Through this situation that has left many planners appalled, I see a great opportunity. Florida’s Department of Transportation may be on to something, but the problem is they are only halfway there. Although the shortening of the yellow light has been traditionally viewed as reducing safety, I believe there is an opportunity here to do just the opposite while still raising revenue. I would argue that by shortening the yellow light signal in a state and publicizing the shorter lighting scheme, you can create a more cautious driving environment and create a custom for slightly lower speeds at intersections by having drivers be more prepared to stop as they anticipate the slightly shorter yellow lights. By adjusting ITE’s recommended yellow light times by speed to be slightly less than what they currently are, and having appropriate signage telling people to slow down as they approach an intersection, many unexpected interactions at intersections may be avoided with the more cautious drivers. However, this cannot occur without taking care of the major issue with Florida’s current red light scheme: the lack of grace period after the light turns from yellow to red. Most intersections have a very little delay if any between a red light and a green light for a different direction. By taking the time reduced from the yellow light in one direction, and adding it to a grace period after the light goes red but before the next green, there is no added danger of intersection crashes due to the same delay time between yellow lights and green lights as was present before.
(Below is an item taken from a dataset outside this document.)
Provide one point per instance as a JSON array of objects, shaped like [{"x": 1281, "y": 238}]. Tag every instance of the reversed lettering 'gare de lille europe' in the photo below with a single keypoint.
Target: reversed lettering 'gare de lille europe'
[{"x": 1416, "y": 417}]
The largest safety concern this approach may raise is a potential increase of rear-ending crashes by more sudden breaking caused by shorter yellow lights. However, if traffic calming mechanisms and signage are properly added to encourage drivers to slow at signals knowing they have slightly slower yellow light times, this can be avoided. One signage mechanism that could be used here includes the indication of a “dilemma zone”. In a 1960 study by Gazis et al, the authors introduce a concept of the “dilemma zone”, which is, the area on the road during which a driver going at the speed limit is not sure if they have enough time to break or to make it through the light. By adding an indicator line at intersections (much like the line present at where cars should stop at an intersection) that signals to drivers that they should just go through the light if they pass that line, or stop if they haven’t passed it yet when they see the yellow light, some rear end crashes may be avoided.
Using some of these techniques would allow for those who do not follow the signs and run a red light to continue to raise revenue for the state, encourage drivers to drive slower at the signal next time, all without causing greater safety concerns given the post-red light grace period before the next green. Although these suggestions may take great education efforts for people to understand the changes, they may provide safer intersections in the long term with better guidance for judgment calls by drivers on what to do at a yellow light.
Gazis, D., R. Herman, and A. Maradudin. "The Problem of the Amber Signal Light in Traffic Flow." Operations Research 8.1 (1960): 112-32.
Richard A. Retting, Robert G. Ulmer, Allan F. Williams, Prevalence and characteristics of red light running crashes in the United States, Accident Analysis & Prevention, Volume 31, Issue 6, November 1999: 687-694.